Academic Editor: Elena Grasselli

Copyright © 2017 Xing-Ya Guo et al. This is an open access article distributed under the Creative Commons Attribution License, which permits unrestricted use, distribution, and reproduction in any medium, provided the original work is properly cited.

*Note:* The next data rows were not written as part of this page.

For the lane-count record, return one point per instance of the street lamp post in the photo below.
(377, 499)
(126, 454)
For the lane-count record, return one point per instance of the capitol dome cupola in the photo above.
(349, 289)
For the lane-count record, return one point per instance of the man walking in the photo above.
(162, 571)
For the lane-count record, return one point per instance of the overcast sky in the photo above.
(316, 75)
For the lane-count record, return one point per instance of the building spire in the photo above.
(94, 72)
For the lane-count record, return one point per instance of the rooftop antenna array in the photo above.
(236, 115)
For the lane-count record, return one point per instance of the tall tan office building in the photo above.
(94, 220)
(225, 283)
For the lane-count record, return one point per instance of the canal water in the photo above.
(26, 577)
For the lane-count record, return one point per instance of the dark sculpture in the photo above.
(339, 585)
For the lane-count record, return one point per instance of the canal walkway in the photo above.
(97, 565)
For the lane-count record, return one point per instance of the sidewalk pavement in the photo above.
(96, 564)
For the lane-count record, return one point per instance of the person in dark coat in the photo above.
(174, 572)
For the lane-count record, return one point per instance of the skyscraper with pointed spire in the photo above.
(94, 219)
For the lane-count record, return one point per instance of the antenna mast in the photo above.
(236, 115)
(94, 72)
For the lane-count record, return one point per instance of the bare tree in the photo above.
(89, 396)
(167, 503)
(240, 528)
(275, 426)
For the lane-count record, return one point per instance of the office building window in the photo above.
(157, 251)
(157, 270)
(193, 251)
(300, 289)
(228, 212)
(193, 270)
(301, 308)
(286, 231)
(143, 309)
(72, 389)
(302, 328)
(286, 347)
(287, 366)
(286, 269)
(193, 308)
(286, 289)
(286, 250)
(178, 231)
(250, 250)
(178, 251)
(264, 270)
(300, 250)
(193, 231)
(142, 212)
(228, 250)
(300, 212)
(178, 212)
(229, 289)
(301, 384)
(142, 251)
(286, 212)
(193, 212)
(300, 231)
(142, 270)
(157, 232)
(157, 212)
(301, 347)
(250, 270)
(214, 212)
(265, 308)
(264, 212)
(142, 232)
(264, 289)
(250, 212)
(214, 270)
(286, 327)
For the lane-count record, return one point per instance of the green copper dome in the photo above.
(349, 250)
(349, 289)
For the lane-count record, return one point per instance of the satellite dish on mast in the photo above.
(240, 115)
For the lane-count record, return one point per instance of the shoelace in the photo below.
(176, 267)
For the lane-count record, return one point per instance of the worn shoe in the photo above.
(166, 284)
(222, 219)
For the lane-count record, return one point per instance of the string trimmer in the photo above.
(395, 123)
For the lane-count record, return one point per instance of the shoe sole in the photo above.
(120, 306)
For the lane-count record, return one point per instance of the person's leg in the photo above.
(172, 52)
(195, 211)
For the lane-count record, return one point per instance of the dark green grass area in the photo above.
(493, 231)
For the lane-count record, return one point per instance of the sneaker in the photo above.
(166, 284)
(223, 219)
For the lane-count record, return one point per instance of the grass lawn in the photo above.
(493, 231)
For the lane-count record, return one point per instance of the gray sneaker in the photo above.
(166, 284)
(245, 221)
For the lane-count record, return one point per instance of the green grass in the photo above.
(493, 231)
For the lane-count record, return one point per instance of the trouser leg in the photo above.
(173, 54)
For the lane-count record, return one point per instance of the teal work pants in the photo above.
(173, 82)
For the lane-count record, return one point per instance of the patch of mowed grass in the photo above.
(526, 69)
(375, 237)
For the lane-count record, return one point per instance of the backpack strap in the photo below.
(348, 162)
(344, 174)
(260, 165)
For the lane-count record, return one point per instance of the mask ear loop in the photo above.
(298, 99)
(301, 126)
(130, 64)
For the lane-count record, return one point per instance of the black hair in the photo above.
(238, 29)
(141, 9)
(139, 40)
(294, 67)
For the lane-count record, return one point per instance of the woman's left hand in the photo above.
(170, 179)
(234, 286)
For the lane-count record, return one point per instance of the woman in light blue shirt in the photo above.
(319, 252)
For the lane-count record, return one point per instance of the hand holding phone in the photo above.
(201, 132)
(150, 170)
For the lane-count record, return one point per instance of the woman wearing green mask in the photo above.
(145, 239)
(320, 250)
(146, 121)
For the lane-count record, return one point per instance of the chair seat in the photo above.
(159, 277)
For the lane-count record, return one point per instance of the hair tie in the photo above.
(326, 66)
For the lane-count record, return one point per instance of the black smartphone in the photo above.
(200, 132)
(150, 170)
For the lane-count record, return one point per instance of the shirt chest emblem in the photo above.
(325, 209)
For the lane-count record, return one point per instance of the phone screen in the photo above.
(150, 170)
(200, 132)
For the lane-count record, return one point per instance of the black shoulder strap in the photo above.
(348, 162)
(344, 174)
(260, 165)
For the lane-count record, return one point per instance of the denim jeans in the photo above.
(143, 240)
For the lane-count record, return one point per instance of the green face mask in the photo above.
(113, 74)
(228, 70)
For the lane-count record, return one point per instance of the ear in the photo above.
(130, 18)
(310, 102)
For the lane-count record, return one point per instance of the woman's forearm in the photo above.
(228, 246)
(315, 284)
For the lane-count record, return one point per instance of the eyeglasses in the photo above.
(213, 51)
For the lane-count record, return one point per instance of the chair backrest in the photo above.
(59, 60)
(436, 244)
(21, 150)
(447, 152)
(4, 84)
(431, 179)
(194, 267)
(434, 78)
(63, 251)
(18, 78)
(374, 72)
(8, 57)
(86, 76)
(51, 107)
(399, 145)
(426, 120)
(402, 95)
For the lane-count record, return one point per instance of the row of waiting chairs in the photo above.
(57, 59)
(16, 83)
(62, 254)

Circular RNAs (circRNAs) exhibit a wide range of physiological and pathological activities. To uncover their role in hepatic steatosis, we investigated the expression profile of circRNAs in HepG2-based hepatic steatosis induced by high-fat stimulation. Differentially expressed circRNAs were subjected to validation using QPCR and functional analyses using principal component analysis, hierarchical clustering, target prediction, gene ontology (GO), and pathway annotation, respectively. Bioinformatic integration established the circRNA-miRNA-mRNA regulatory network so as to identify the mechanisms underlying circRNAs’ metabolic effect. Here we reported that hepatic steatosis was associated with a total of 357 circRNAs. Enrichment of transcription-related GOs, especially GO: 0006355, GO: 004589, GO: 0045944, GO: 0045892, and GO: 0000122, demonstrated their specific actions in transcriptional regulation. Lipin 1 (LPIN1) was recognized to mediate the transcriptional regulatory effect of circRNAs on metabolic pathways. circRNA-miRNA-mRNA network further identified the signaling cascade of circRNA_021412/miR-1972/LPIN1, which was characterized by decreased level of circRNA_021412 and miR-1972-based inhibition of LPIN1. LPIN1-induced downregulation of long chain acyl-CoA synthetases (ACSLs) expression finally resulted in the hepatosteatosis. These findings identify circRNAs to be important regulators of hepatic steatosis. Transcription-dependent modulation of metabolic pathways may underlie their effects, partially by the circRNA_021412/miR-1972/LPIN1 signaling.